Menunggu ‘Ahoi Wiw’ LTA 77 Gayo Mountain Coffee Bergema Lagi

oleh
Produk kopi LTA 77. (Foto Doc. Ainal Mardhiah)

Oleh Ainal Mardhiah*

Bagian Komplek PD. Genap Mufakat, Rabu 2 Nopember 2016

SEJUMLAH bangunan yang dulu begitu kokoh di desa Pondok Gajah kecamatan Bandar Kabupaten Bener Meriah kini hanya menjadi saksi bisu bahwa dulu mereka pernah memiliki kontribusi yang luar biasa dan memiliki peran penting bagi perekonomian masyarakat kabupaten penghasil kopi arabika Gayo ini, saat masih bergabung dengan sang abang, Kabupaten Aceh Tengah.

Juga karyawannya, tak hanya berdomisili dari daerah sekitar, tapi dari daerah luar kabupaten itu. Dan mantan-mantan karyawannya sempat menjadikannya sebagai sekolah bisnis kopi. Buktinya, sederetan nama eksportir kopi saat ini adalah mantan karyawannya.

Setelah berdirinya tahun 1977 perusahaan yang didirikan pemerintah Indonesia bekerjasama dengan pemerintah Belanda (Holland Coffee) sering disebut dengan sebutan joint operation sangat-sangat bermanfaat bagi masyarakat dalam menjadikan lapangan pekerjaan, mengurangi pengangguran saat itu dan sangat menunjang perekonomian masyarakat.

Foto : Doc Ainal Mardhiah

Tiga huruf, LTA yang merupakan singkatan dari pada Land Transport Autority. Perusahaan yang mulanya dipimpin oleh Bachtiar Usman dan sebagai general manager nya Prof.
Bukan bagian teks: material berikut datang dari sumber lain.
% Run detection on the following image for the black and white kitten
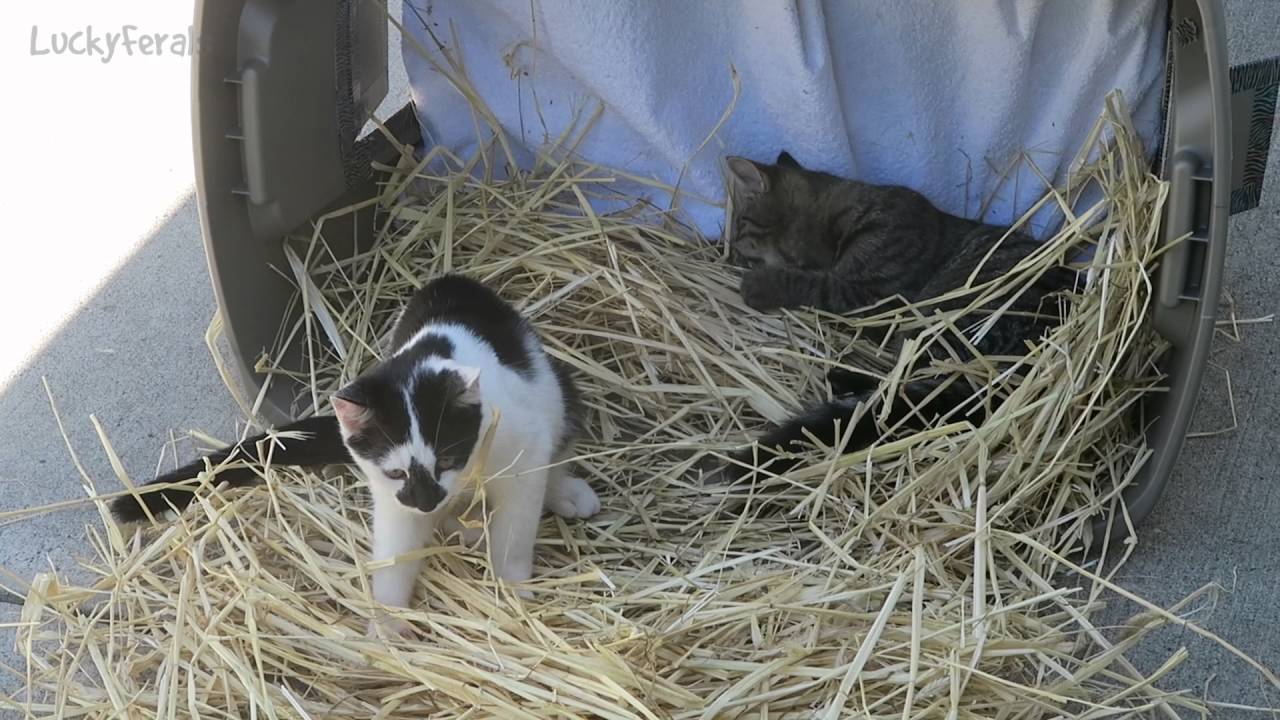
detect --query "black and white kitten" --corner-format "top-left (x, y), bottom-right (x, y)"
top-left (113, 275), bottom-right (600, 634)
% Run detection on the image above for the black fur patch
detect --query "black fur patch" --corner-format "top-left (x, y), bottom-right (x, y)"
top-left (111, 415), bottom-right (351, 523)
top-left (411, 373), bottom-right (484, 477)
top-left (392, 275), bottom-right (532, 377)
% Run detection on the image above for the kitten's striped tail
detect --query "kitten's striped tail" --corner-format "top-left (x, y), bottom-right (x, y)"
top-left (111, 415), bottom-right (352, 523)
top-left (724, 379), bottom-right (980, 480)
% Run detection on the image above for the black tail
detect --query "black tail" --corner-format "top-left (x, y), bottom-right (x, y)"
top-left (111, 415), bottom-right (351, 523)
top-left (724, 379), bottom-right (972, 480)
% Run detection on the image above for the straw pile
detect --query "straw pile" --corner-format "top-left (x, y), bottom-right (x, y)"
top-left (10, 61), bottom-right (1274, 719)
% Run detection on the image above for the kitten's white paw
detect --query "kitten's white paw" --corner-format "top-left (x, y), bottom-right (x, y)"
top-left (545, 475), bottom-right (600, 518)
top-left (366, 614), bottom-right (417, 641)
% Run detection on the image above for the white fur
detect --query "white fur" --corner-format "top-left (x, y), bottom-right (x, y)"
top-left (343, 324), bottom-right (600, 622)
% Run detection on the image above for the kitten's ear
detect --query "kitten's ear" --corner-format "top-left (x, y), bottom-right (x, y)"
top-left (457, 368), bottom-right (480, 405)
top-left (330, 384), bottom-right (374, 434)
top-left (724, 156), bottom-right (769, 200)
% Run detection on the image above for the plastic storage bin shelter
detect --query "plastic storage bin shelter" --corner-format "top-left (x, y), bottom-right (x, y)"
top-left (192, 0), bottom-right (1270, 538)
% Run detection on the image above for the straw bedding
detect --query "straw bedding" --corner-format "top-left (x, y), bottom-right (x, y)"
top-left (7, 85), bottom-right (1274, 719)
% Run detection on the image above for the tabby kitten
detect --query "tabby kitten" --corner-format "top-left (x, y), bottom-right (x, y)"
top-left (727, 152), bottom-right (1074, 477)
top-left (113, 275), bottom-right (600, 634)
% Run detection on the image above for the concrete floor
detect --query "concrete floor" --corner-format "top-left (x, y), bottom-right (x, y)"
top-left (0, 0), bottom-right (1280, 717)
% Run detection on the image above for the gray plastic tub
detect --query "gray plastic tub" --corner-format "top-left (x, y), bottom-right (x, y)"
top-left (192, 0), bottom-right (1243, 536)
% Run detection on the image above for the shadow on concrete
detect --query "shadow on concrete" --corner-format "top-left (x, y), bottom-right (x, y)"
top-left (0, 192), bottom-right (241, 693)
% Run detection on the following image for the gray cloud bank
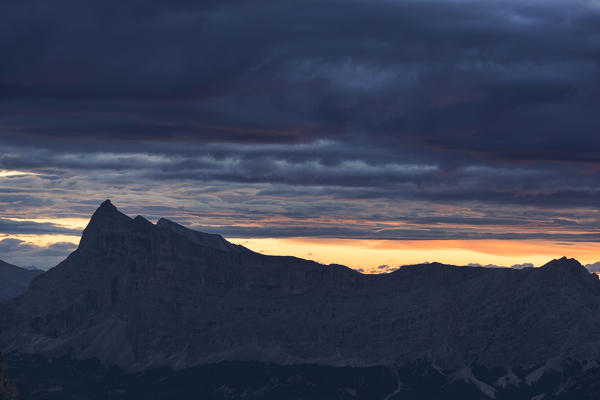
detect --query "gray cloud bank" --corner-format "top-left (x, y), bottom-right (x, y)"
top-left (0, 0), bottom-right (600, 268)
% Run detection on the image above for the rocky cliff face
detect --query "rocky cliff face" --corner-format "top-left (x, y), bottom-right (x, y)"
top-left (0, 353), bottom-right (19, 400)
top-left (0, 260), bottom-right (42, 302)
top-left (0, 201), bottom-right (600, 370)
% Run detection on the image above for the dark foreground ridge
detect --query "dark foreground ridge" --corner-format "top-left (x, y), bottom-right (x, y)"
top-left (0, 201), bottom-right (600, 398)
Menezz dan Prof. Boss dari Rotterdam sebagai penggagas berdirinya LTA yang berasal dari negeri Kincir Angin Belanda.

Era berikutnya dilanjutkan dengan Heabour serta sebagai pimpinannya Ir. Tarmizi A Karim dan perusahaan ini sangat berjaya sebagai satu-satunya perusahaan pengekspor kopi arabika dari tanah Gayo yang memiliki karyawan sangat banyak.

Mereka merekrut karyawan dari segala penjuru yang ahli di bidangnya, dimulai dari administrasi perkantoran dan seksi seksi lain seperti proses penerimaan kopi merah dan pengecekan (quality control) apakah kopi tersebut memiliki trase yang tinggi atau rendah. Dilanjutkan dengan penggilingan kulit merah disebut pulper di lanjutkan dengan proses fermentasi yang menggunakan bak-bak penampungan.
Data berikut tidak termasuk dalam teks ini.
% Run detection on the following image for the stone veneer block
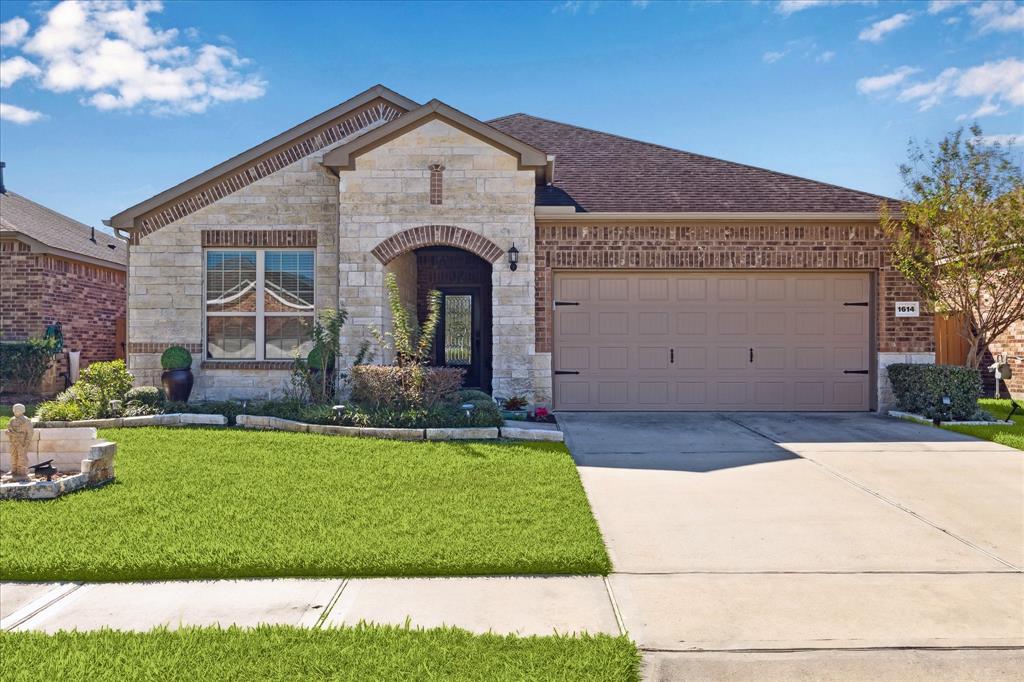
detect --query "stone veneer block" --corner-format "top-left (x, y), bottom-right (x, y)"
top-left (75, 418), bottom-right (122, 429)
top-left (359, 427), bottom-right (429, 440)
top-left (265, 417), bottom-right (309, 433)
top-left (502, 426), bottom-right (565, 442)
top-left (175, 414), bottom-right (227, 426)
top-left (309, 424), bottom-right (362, 436)
top-left (427, 427), bottom-right (498, 440)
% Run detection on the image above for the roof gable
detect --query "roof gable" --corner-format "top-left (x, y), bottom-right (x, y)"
top-left (103, 85), bottom-right (419, 242)
top-left (488, 114), bottom-right (896, 213)
top-left (324, 99), bottom-right (548, 176)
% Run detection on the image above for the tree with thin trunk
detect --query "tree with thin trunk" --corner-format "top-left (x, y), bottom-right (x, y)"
top-left (882, 124), bottom-right (1024, 368)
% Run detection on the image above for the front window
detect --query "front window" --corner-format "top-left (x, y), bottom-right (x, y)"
top-left (200, 250), bottom-right (314, 360)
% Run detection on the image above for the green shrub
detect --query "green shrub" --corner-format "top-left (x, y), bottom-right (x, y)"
top-left (164, 400), bottom-right (252, 426)
top-left (160, 346), bottom-right (191, 370)
top-left (125, 386), bottom-right (167, 408)
top-left (888, 364), bottom-right (981, 421)
top-left (36, 359), bottom-right (133, 422)
top-left (78, 359), bottom-right (135, 417)
top-left (36, 381), bottom-right (102, 422)
top-left (349, 365), bottom-right (463, 411)
top-left (0, 339), bottom-right (56, 392)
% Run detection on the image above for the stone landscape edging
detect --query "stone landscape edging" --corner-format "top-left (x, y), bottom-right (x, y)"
top-left (889, 410), bottom-right (1014, 426)
top-left (32, 413), bottom-right (227, 429)
top-left (234, 415), bottom-right (564, 442)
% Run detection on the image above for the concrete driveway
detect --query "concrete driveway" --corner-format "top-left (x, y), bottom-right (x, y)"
top-left (558, 413), bottom-right (1024, 679)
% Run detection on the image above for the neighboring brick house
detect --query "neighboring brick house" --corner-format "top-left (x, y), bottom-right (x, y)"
top-left (0, 189), bottom-right (128, 388)
top-left (108, 86), bottom-right (935, 411)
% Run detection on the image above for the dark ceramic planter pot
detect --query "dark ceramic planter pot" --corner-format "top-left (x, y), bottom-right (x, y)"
top-left (160, 369), bottom-right (195, 402)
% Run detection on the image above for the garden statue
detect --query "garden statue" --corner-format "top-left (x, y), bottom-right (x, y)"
top-left (7, 402), bottom-right (32, 481)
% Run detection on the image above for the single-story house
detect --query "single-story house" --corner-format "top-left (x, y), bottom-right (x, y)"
top-left (106, 86), bottom-right (935, 411)
top-left (0, 181), bottom-right (128, 393)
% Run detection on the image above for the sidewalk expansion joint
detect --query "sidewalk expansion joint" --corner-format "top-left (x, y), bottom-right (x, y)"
top-left (601, 576), bottom-right (630, 635)
top-left (0, 583), bottom-right (83, 631)
top-left (313, 578), bottom-right (348, 630)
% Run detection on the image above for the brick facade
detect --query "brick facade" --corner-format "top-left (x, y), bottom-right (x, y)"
top-left (0, 239), bottom-right (125, 376)
top-left (537, 222), bottom-right (935, 353)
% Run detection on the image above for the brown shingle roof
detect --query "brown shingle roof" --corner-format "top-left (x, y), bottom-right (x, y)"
top-left (0, 190), bottom-right (128, 269)
top-left (487, 114), bottom-right (896, 213)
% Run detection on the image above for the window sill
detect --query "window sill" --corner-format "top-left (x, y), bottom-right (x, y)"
top-left (200, 360), bottom-right (292, 370)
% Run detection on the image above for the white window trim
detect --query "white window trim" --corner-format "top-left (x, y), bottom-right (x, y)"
top-left (203, 247), bottom-right (316, 363)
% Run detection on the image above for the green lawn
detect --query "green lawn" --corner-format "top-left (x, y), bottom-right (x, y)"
top-left (0, 428), bottom-right (610, 581)
top-left (942, 398), bottom-right (1024, 450)
top-left (0, 625), bottom-right (640, 682)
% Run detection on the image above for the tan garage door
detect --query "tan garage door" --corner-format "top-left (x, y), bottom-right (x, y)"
top-left (553, 272), bottom-right (871, 411)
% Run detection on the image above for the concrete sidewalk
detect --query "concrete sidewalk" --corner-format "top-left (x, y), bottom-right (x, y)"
top-left (0, 577), bottom-right (622, 636)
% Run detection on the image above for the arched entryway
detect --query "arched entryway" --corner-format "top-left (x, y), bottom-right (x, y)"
top-left (411, 246), bottom-right (492, 393)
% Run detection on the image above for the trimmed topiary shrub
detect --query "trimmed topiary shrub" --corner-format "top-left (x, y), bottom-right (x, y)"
top-left (0, 339), bottom-right (56, 392)
top-left (888, 364), bottom-right (981, 421)
top-left (349, 365), bottom-right (463, 411)
top-left (160, 346), bottom-right (191, 370)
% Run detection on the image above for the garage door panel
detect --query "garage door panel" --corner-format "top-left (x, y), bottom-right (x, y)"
top-left (716, 310), bottom-right (750, 336)
top-left (676, 276), bottom-right (708, 301)
top-left (553, 272), bottom-right (871, 411)
top-left (597, 312), bottom-right (630, 336)
top-left (676, 312), bottom-right (708, 336)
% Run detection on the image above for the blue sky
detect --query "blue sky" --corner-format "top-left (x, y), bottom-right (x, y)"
top-left (0, 0), bottom-right (1024, 231)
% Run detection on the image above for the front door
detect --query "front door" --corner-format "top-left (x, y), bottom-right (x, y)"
top-left (436, 288), bottom-right (486, 390)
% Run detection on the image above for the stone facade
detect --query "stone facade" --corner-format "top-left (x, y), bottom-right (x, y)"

Kondisi berantakan di komplek PD. Genap Mufakat

Beberapa hari kemudian barulah proses pencucian beberapa kali sampai bersih kemudian ditiriskan atau penuntasan. Di seksi ini banyak mempekerjakan buruh terutama kaum wanita sampai mencapai puluhan dan ratusan orang.

Suasana di areal ini sangatlah berbeda, maklumlah para pekerja wanita sering bercanda, bercerita, sambil mulawi “ahei wiw” bahasa Gayonya, yaitu bersorak serentak menandakan hati sedang bergembira dalam melakukan pekerjaannya.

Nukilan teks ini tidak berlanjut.